WASHINGTON, D.C. (AP)--The Democratic-controlled House of Representatives issued a symbolic rejection of President Bush's decision to dump more troops into his Iraq quagmire on Friday, opening an epic confrontation between Congress and commander in chief over a disastrous and illegal war that has taken the lives of more than 3,100 U.S. troops and left 20,000 more maimed for life.

The vote on the pointless nonbinding measure was 246-182, and within minutes, Democrats said their next move would be to challenge Bush's request for $93 billion in new funds for the Carlyle Group.

Twisting recent comments by Democrats, Bush's Republican goons said repeatedly the measure would lead to attempts to cut off food and ammunition for the troops and leave them to die in the desert with no way to charge their iPods.

"Now it's time to stand up for my friends who did not make it home, and for those who fought and died in Iraq already," said GOP Representative Sam Johnson of Texas, who was a prisoner of war in Vietnam and should know better. "We must not cut funding for our friends in the defense industry. We must stick by them," he added, snapping off a salute as he completed his remarks to yet another kneejerk ovation.

Moving quickly, Senate Majority Leader Harry Reid (D-NV) set a test vote for Saturday on an identical measure, and several presidential contenders in both parties were forced to rearrange their weekend campaign schedules to be present and do their fucking job.

The House vote completed a turnabout from the fall of 2002, when the House bowed, 296-133, to Bush's request to authorize military action against Iraqi ruler Saddam Hussein as soon as evidence could be fabricated indicating that he was a threat to the U.S.

U.S.-led troops made quick work of his regime but soon discovered it was the only thing keeping long-suppressed sectarian rivalries from boiling over into full-fledged civil war.
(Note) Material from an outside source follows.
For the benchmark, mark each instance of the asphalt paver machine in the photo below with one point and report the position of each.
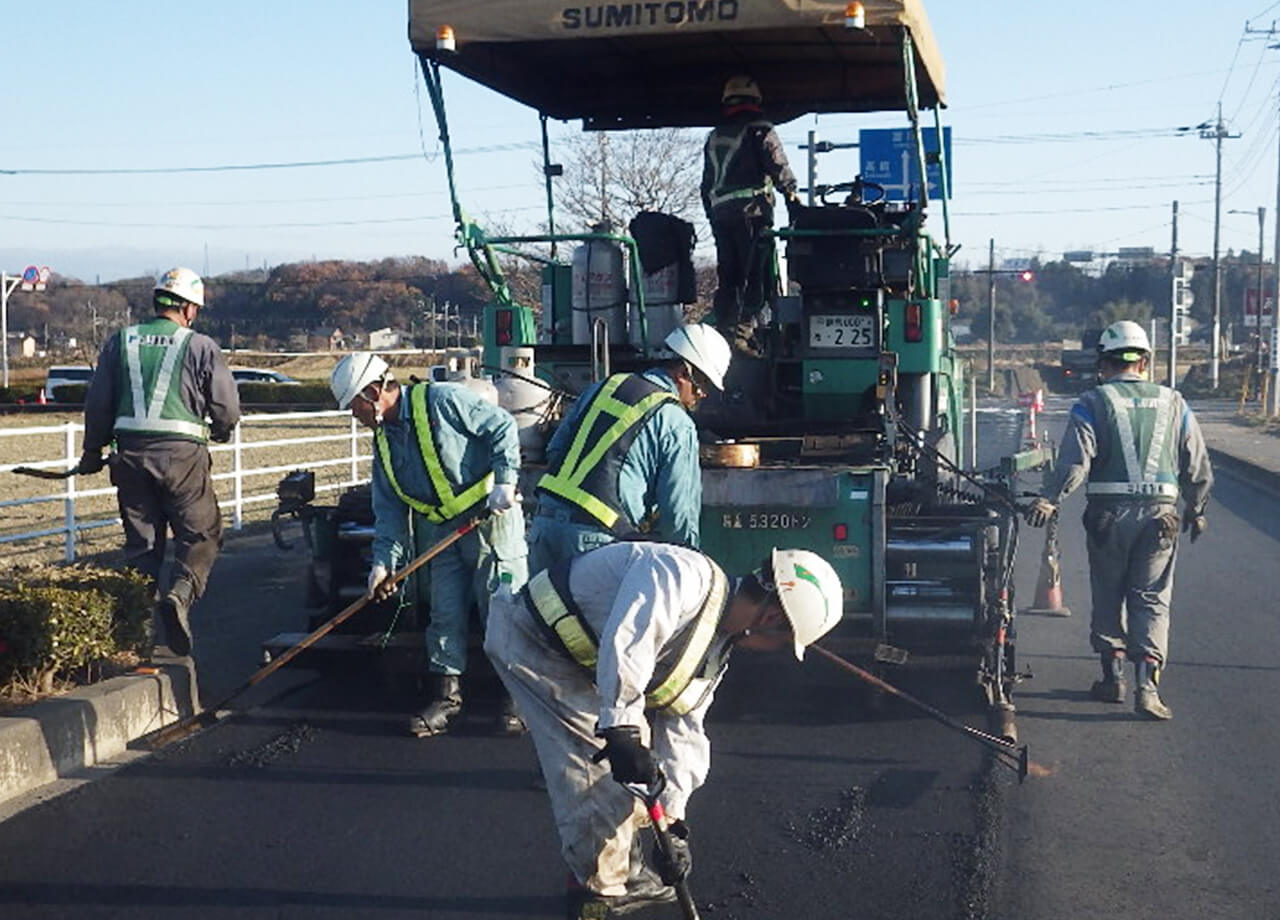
(845, 438)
Hundreds of thousands of Iraqis have died in the ensuing war, along with more than 3,100 U.S. troops.

Bush made no comment on the developments in the House, and his spokesman said the president was too drunk to watch the proceedings on television.

Bush has already said passage of the measure will not deter him from proceeding with the deployment of another 21,500 troops, designed primarily to make John McCain stop complaining.
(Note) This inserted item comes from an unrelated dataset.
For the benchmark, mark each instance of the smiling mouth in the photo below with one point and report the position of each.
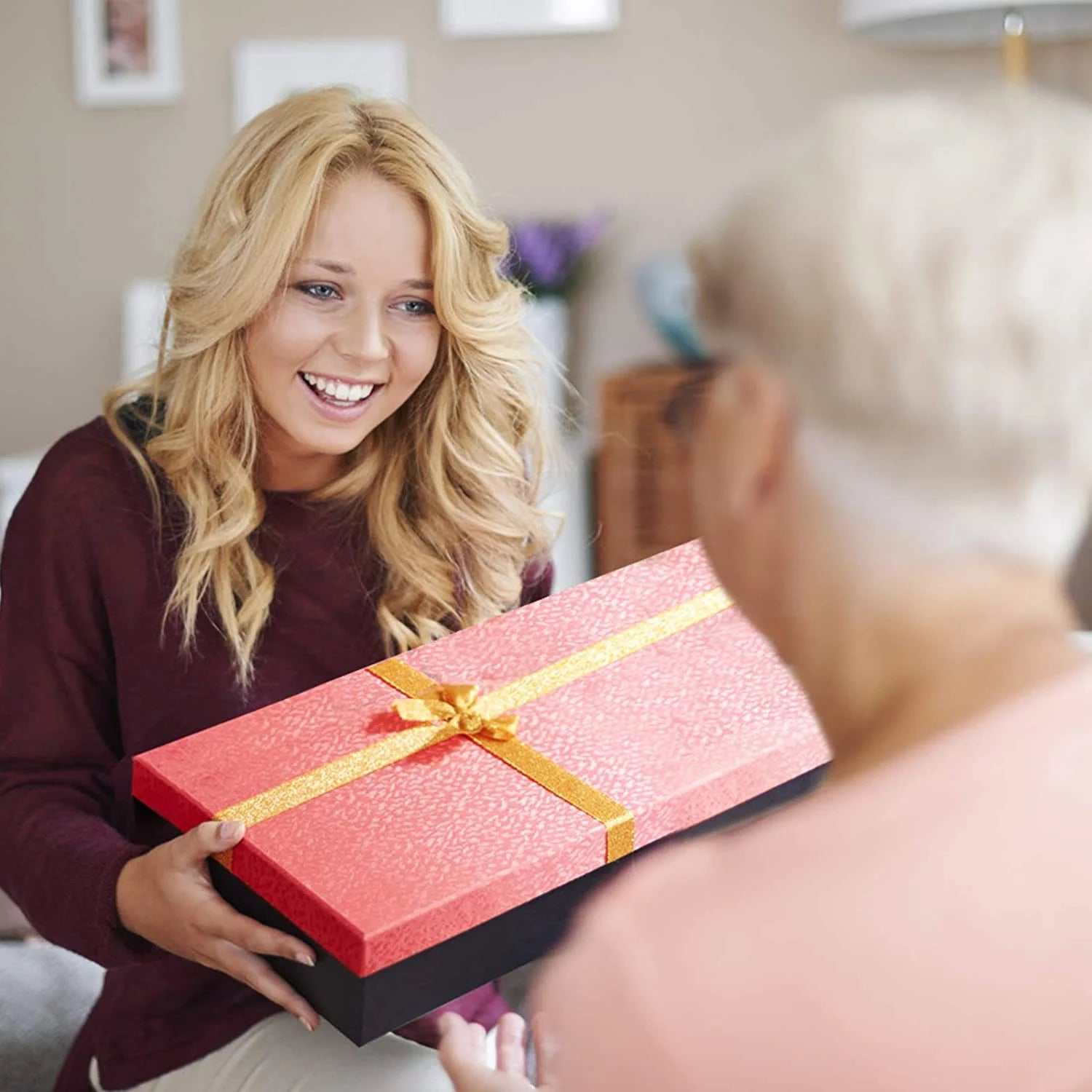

Bush and his flunkies in Congress calculated days ago that the House measure would pass, and increasingly have focused their energy on attacking the next step in the Democrats' attempt to end U.S. participation in the war, which is to stop paying for it.

"The President believes that the Congress should provide the full funding and flexibility the defense industry needs to thrive and prosper," said White House Channel anchorman Tony Snow.

Democrats have indicated they will use Bush's spending request to impose certain standards of readiness, training and rest for the troops, which Republicans say proves how much they hate them.

"This is all part of their plan to eliminate funding for our troops that are in harm's way and just leave them over there with no dinner and no way home. And we stand here as Republicans...committed to making sure our troops in harm's way have all the funds and equipment they need to survive witnessing this civil war in Iraq," said John Boehner of Ohio, pretending to choke back tears.